When this process was initiated for Provenge some clients sought Marwood’s views on the reason the NCA had been initiated and the likely outcome. CMS staff were governed by a confidentiality policy although they were permitted to speak to the public on select topics. A Marwood employee who was a former employee of CMS and had worked in the group responsible for NCAs contacted a person at the agency he knew. From that contact he learned information which provided “color” to the events and which he cautioned should be kept confidential. Specifically, he understood that there was concern for off-label use and a further belief that CMS would cover on-label use. The information was sent to two managers. No steps were taken to present the information to the CCO. On July 8, 2010 Marwood published a research note predicting CMS’s continued coverage and reimbursement of Provenge’s on-label usages.

The second drug was Bydureon, an injectable diabetes drug. The sponsoring company submitted a new drug application which was later revised. In response to the refilling the FDA set a new statutory deadline for a decision.

Some clients sought Marwood’s view on the likely outcome of the decision. A firm consultant who was a former high ranking FDA official had a lengthy conversation with Marwood staff during which he discussed information obtained from contacts at the agency. In part that information revealed that the FDA had continued concerns and there was a debate between safety and reviewers. The consultant specified issued he believed were of concern to the agency. No steps were taken to quarantine the information. Marwood informed clients about the intense debate regarding the drug within the agency.

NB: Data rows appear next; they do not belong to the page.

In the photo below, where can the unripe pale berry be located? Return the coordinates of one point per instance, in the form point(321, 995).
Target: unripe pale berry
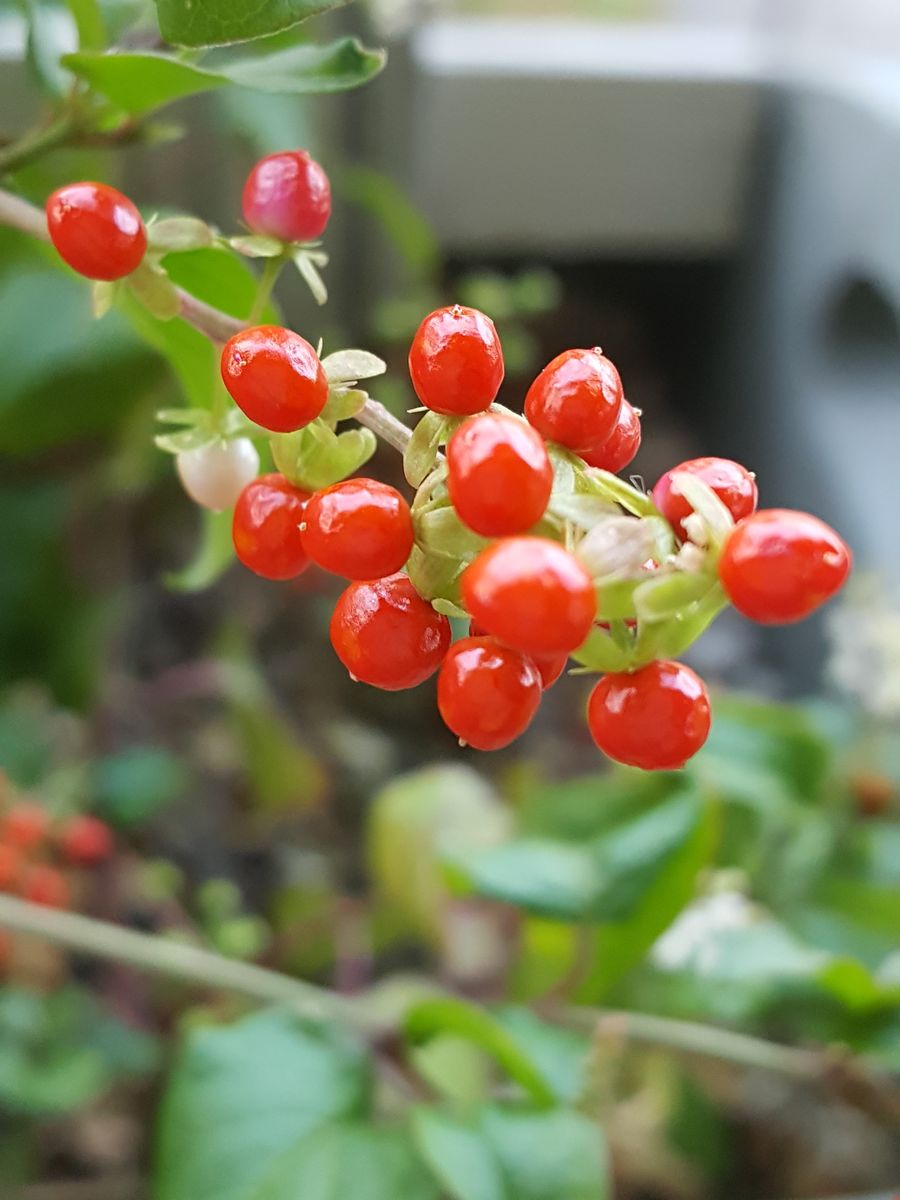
point(287, 196)
point(215, 475)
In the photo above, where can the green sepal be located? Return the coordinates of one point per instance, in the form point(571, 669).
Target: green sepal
point(155, 291)
point(257, 245)
point(441, 532)
point(316, 456)
point(433, 576)
point(421, 454)
point(174, 234)
point(611, 487)
point(351, 366)
point(670, 595)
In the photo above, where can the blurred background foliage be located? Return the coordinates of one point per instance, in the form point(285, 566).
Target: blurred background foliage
point(269, 810)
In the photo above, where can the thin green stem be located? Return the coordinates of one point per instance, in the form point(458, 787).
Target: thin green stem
point(268, 279)
point(192, 964)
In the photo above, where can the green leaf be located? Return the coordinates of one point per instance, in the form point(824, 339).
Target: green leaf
point(214, 555)
point(155, 291)
point(316, 456)
point(349, 1159)
point(601, 880)
point(220, 22)
point(351, 366)
point(141, 82)
point(669, 595)
point(306, 67)
point(342, 403)
point(505, 1153)
point(448, 1014)
point(257, 246)
point(241, 1097)
point(174, 234)
point(421, 454)
point(417, 819)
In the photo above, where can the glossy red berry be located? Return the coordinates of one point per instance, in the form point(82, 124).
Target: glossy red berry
point(47, 886)
point(456, 361)
point(532, 594)
point(25, 826)
point(733, 484)
point(498, 474)
point(387, 635)
point(550, 666)
point(655, 718)
point(96, 231)
point(275, 377)
point(360, 528)
point(779, 565)
point(287, 196)
point(265, 528)
point(576, 400)
point(621, 447)
point(11, 861)
point(85, 841)
point(487, 694)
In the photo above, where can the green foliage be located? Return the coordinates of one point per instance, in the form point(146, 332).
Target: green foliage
point(59, 1053)
point(511, 1153)
point(220, 22)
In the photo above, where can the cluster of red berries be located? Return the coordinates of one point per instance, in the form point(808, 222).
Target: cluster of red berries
point(531, 599)
point(34, 851)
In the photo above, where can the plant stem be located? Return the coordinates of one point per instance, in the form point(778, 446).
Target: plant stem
point(160, 955)
point(856, 1080)
point(35, 144)
point(268, 279)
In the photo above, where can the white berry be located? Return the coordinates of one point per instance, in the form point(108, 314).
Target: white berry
point(216, 474)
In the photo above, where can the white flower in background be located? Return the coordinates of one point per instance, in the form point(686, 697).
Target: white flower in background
point(690, 940)
point(864, 634)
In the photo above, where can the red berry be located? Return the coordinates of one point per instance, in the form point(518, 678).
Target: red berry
point(287, 196)
point(10, 867)
point(499, 474)
point(275, 377)
point(655, 718)
point(576, 400)
point(96, 229)
point(456, 361)
point(387, 635)
point(779, 565)
point(85, 841)
point(550, 666)
point(621, 447)
point(359, 528)
point(47, 886)
point(265, 528)
point(733, 484)
point(487, 694)
point(532, 594)
point(24, 826)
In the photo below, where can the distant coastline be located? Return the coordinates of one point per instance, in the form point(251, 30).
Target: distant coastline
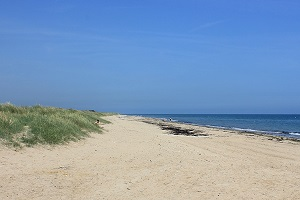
point(285, 126)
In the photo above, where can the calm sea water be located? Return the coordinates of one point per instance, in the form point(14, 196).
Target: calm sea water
point(280, 125)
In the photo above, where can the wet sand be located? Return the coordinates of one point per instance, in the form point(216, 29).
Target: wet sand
point(135, 159)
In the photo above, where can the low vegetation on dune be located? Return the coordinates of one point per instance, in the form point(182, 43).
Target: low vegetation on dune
point(27, 126)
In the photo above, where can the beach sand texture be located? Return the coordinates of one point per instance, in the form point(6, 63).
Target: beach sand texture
point(137, 160)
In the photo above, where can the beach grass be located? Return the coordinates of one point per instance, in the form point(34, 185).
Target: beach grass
point(28, 126)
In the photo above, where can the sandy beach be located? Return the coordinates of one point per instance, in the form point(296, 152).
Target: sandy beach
point(135, 159)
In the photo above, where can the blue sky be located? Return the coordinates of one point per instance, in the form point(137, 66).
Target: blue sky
point(152, 56)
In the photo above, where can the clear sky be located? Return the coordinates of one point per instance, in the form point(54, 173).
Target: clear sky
point(152, 56)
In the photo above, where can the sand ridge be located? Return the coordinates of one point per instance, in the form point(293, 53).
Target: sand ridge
point(137, 160)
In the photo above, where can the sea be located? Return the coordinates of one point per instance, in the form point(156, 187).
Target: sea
point(283, 125)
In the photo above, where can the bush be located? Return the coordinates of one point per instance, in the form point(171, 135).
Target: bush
point(46, 125)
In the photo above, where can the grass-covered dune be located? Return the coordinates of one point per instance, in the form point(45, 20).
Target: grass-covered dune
point(27, 126)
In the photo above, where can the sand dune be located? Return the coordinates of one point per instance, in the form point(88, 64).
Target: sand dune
point(137, 160)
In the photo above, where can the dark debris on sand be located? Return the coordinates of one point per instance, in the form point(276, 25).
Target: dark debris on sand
point(176, 130)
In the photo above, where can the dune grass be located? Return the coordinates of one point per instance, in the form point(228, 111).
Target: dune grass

While Marwood’s analysts interacted with government employees who were likely to be in possession of material nonpublic information the firm did not have written policies or procedures that required the CCO be provided with sufficient information to assess the situation. To the contrary the firm relied largely on line employees. This resulted in violations of Exchange Act Section 15(g) and Advisers Act Section 204A, according to the Order.

To resolve the proceeding the firm agreed to implement a series of undertakings including the retention of a consultant. The firm also admitted to the facts detailed in the Order. Marwood consented to the entry of a cease and desist order. It will also pay a penalty of $375,000.